(from the original article
From one extreme:
"Fidelity’s Retirement Quick Check calculator says that a 50-year-old person making $100,000 a year with $700,000 stashed in retirement accounts, saving $15,000 a year, would still fall short of the $2.8 million goal that would provide the necessary monthly retirement income of $7,408 that it sets. Its calculations do not include Social Security payments.
Fidelity actually recommends saving about $1,000 a month more. It also encourages this person to save more even when more than enough has been saved. It recommends putting away up to $9,749 a month on top of the $15,000 a year already being saved, an impossibility since that would more than consume the person’s entire gross income."

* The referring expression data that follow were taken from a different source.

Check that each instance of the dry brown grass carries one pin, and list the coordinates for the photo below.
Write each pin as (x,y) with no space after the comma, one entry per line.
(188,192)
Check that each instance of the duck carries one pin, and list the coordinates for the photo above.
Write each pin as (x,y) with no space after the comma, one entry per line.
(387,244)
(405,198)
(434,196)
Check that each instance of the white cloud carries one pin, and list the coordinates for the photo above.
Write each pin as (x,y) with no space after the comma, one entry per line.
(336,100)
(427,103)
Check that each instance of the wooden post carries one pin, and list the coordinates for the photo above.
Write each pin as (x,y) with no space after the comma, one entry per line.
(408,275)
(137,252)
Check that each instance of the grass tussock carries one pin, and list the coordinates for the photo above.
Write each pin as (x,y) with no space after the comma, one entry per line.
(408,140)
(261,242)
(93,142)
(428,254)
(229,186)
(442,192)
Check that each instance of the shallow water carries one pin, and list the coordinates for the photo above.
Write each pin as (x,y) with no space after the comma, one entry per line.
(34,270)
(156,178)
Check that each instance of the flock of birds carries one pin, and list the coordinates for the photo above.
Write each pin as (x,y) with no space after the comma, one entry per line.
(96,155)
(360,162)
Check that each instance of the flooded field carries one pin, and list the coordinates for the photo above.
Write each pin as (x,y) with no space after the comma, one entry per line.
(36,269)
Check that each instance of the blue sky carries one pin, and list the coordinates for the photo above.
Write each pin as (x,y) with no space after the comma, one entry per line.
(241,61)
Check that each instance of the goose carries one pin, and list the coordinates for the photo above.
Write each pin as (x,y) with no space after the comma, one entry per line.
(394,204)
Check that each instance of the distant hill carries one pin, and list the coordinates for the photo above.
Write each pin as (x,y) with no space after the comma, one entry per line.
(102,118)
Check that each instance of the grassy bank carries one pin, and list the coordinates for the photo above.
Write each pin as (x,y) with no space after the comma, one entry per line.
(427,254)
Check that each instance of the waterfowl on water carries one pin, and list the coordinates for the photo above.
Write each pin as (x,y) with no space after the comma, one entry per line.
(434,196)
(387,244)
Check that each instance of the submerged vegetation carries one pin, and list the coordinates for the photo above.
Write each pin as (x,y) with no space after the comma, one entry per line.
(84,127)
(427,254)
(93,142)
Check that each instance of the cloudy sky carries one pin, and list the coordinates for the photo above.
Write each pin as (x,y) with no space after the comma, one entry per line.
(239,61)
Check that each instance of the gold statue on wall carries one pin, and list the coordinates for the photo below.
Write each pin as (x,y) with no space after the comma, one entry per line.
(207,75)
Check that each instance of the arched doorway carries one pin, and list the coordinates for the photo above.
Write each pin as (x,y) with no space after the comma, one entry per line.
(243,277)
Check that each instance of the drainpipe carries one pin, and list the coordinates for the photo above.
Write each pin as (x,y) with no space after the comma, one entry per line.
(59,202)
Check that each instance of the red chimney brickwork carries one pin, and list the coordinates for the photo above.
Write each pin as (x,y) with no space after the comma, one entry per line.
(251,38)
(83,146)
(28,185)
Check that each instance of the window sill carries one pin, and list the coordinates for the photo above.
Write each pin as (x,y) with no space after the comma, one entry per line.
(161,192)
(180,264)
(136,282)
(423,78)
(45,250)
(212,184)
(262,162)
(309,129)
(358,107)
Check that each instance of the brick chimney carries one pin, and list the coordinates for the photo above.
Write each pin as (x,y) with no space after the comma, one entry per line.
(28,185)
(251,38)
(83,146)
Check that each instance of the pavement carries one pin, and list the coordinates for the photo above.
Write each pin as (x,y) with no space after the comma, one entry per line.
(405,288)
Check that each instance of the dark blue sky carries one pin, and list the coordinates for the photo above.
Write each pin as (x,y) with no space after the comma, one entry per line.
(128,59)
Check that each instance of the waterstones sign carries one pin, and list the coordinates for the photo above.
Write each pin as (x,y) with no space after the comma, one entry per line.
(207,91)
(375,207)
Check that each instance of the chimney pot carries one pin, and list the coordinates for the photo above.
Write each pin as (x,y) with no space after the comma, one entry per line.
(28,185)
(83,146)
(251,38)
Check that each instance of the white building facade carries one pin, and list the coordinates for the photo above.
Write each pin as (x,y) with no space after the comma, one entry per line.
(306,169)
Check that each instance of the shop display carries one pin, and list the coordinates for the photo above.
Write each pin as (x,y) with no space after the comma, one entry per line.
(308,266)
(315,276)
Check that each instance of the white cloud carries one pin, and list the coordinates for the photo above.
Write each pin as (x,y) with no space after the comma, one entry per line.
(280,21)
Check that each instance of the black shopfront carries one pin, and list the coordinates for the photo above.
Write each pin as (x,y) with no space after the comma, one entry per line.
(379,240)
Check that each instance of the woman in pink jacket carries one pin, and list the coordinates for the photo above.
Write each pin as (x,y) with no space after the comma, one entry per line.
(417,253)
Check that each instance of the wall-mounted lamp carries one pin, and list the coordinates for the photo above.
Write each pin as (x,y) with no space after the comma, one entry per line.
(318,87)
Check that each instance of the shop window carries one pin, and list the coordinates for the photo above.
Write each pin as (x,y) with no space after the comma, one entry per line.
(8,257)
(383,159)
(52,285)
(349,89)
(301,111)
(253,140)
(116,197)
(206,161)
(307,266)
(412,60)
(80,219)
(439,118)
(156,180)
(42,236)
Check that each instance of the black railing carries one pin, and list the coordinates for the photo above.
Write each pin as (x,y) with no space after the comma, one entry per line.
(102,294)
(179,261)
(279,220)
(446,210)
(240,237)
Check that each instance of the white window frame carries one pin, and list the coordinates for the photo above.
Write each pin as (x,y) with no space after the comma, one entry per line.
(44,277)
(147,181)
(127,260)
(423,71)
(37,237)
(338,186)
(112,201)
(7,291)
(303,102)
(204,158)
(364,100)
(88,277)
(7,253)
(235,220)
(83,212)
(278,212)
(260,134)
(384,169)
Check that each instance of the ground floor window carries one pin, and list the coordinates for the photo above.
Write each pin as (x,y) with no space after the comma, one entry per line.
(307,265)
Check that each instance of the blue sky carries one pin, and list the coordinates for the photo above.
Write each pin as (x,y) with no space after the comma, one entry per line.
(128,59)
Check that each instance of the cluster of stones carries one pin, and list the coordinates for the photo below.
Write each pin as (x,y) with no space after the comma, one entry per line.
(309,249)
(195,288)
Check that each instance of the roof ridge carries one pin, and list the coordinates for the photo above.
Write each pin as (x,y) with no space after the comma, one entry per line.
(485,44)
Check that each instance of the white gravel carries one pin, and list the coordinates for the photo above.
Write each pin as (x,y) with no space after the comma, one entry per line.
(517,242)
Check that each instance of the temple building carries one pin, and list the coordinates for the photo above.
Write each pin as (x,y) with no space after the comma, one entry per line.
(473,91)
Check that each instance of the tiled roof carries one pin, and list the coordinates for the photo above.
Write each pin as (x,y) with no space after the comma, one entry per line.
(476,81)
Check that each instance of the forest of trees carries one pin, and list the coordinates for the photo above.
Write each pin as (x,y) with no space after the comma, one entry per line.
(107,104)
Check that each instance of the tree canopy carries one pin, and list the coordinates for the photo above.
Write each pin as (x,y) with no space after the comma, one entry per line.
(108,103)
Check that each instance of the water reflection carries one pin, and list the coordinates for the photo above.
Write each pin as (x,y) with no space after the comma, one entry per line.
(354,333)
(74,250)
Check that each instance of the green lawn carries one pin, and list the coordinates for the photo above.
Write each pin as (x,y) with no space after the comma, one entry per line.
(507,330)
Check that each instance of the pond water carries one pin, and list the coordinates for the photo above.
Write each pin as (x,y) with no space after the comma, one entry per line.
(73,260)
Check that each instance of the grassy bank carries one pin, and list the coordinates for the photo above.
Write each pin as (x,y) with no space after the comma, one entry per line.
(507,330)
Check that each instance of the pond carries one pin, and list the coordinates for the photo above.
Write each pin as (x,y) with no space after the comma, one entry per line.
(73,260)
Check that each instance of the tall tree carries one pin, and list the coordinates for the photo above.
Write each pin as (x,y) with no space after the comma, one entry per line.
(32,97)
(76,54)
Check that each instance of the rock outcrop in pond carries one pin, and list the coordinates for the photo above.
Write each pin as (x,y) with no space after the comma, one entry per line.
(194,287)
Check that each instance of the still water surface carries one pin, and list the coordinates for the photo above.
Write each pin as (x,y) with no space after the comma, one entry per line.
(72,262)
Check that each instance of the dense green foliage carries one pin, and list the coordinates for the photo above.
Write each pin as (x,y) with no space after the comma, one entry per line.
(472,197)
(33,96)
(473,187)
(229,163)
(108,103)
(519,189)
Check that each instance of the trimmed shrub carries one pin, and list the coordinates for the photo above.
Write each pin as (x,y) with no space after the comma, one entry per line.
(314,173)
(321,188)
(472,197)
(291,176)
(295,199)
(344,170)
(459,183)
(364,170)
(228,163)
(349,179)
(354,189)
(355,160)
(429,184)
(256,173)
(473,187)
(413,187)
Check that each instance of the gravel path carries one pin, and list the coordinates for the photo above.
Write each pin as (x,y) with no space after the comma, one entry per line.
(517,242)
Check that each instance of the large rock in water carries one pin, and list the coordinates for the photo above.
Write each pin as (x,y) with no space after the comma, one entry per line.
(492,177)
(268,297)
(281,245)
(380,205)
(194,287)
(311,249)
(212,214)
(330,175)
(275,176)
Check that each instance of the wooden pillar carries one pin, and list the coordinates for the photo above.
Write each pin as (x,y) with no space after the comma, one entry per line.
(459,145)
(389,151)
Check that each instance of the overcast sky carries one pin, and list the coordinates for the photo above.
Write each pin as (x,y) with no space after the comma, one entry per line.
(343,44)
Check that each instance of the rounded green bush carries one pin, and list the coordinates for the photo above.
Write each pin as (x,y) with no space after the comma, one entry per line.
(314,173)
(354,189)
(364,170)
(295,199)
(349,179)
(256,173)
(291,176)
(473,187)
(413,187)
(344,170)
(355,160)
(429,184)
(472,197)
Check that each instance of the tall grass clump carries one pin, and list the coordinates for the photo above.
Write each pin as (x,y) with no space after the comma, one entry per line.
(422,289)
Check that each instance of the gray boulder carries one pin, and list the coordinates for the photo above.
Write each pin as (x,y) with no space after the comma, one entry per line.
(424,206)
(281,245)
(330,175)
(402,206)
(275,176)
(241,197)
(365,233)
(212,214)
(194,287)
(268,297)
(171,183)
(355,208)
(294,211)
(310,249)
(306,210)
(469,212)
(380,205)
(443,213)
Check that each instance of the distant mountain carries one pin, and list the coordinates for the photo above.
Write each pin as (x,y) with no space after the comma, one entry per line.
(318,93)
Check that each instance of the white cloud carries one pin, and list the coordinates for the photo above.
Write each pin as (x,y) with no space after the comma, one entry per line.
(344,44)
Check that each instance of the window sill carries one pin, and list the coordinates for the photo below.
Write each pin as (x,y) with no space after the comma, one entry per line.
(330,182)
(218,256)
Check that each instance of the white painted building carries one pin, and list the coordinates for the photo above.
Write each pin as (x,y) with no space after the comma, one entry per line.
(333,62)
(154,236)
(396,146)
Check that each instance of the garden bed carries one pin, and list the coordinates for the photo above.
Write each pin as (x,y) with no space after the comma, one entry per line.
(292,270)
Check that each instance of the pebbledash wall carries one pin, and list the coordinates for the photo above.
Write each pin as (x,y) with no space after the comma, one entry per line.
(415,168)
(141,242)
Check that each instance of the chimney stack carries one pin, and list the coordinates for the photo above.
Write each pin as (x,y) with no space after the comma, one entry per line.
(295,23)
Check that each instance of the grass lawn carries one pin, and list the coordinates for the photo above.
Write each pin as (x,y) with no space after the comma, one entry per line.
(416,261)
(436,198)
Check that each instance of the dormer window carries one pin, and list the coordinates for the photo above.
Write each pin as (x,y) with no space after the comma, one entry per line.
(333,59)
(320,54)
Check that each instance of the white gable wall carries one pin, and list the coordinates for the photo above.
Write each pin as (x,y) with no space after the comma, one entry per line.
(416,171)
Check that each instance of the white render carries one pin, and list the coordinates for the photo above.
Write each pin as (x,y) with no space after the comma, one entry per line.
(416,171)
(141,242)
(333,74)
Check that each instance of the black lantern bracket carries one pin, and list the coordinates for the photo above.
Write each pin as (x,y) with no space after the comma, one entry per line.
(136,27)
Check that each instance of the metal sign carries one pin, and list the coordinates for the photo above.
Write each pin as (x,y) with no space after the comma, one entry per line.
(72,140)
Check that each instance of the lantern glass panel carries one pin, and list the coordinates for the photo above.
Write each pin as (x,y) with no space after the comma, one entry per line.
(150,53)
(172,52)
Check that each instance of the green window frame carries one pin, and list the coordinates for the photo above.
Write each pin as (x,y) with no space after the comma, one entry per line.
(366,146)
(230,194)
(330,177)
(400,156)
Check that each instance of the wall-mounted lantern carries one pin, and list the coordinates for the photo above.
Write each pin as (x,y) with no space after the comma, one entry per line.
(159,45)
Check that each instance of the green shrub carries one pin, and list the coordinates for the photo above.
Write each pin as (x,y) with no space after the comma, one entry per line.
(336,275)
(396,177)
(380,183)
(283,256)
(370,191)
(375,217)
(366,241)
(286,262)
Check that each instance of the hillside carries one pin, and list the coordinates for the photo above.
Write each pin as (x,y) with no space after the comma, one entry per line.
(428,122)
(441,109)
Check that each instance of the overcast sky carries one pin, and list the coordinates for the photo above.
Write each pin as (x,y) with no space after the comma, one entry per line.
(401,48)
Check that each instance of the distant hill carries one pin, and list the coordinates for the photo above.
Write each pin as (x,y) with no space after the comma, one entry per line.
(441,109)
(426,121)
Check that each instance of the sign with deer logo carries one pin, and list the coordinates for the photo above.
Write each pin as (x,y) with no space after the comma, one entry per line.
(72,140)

...to the other extreme...
"Mr. Kotlikoff’s ESPlanner software, taking real estate holdings and life insurance into account, says the person could cut back on savings by $10,000 a year and still have enough for a monthly income of $6,000 at retirement, the amount his calculations deems adequate to live on given prior consumption patterns."
Either Kotlikoff is yet another schiester (sp) or is truly ignorant. Fidelity's "Quick Check" (anyone else note the obvious in the Fidelity calculator's title? It's like comparing a raw block of marble to a Michaelangelo sculpture) simply looks at the total equivalent financial assets you'll need. Kotlikoff's program, on the other hand, apparently goes so far as to assume reverse mortgages ("taking real estate holdings") and - I think, but I'm just guessing - cashing in/loans against whole life insurance policies ("life insurance"). Sure, if you go to those extremes, I won't need anywhere near 25x income in my portfolio...because my investment portfolio will only be 2/3 of my total equivalent financial assets (the other 1/3 being a reverse mortgage and cashing in a life insurance policy). If you ask me, betting on what interest rates will be 30-40 years from now on assuming reverse mortgage cash flow would be perhaps the most difficult part of retirement planning.
Another sad quote:
"Indeed, their studies of the savings and spending habits of the generation born between 1931 and 1941 revealed that at least 80 percent had accumulated more than enough wealth for retirement."
Gee....considering that those 80% are receiving SS payments that far eclipse what they ever paid into it, I surely hope that they ended up accumulating more than enough wealth. Give me the same 5%-7% annual returns on my SS contributions that they ended up getting, and I'll be sitting pretty as well.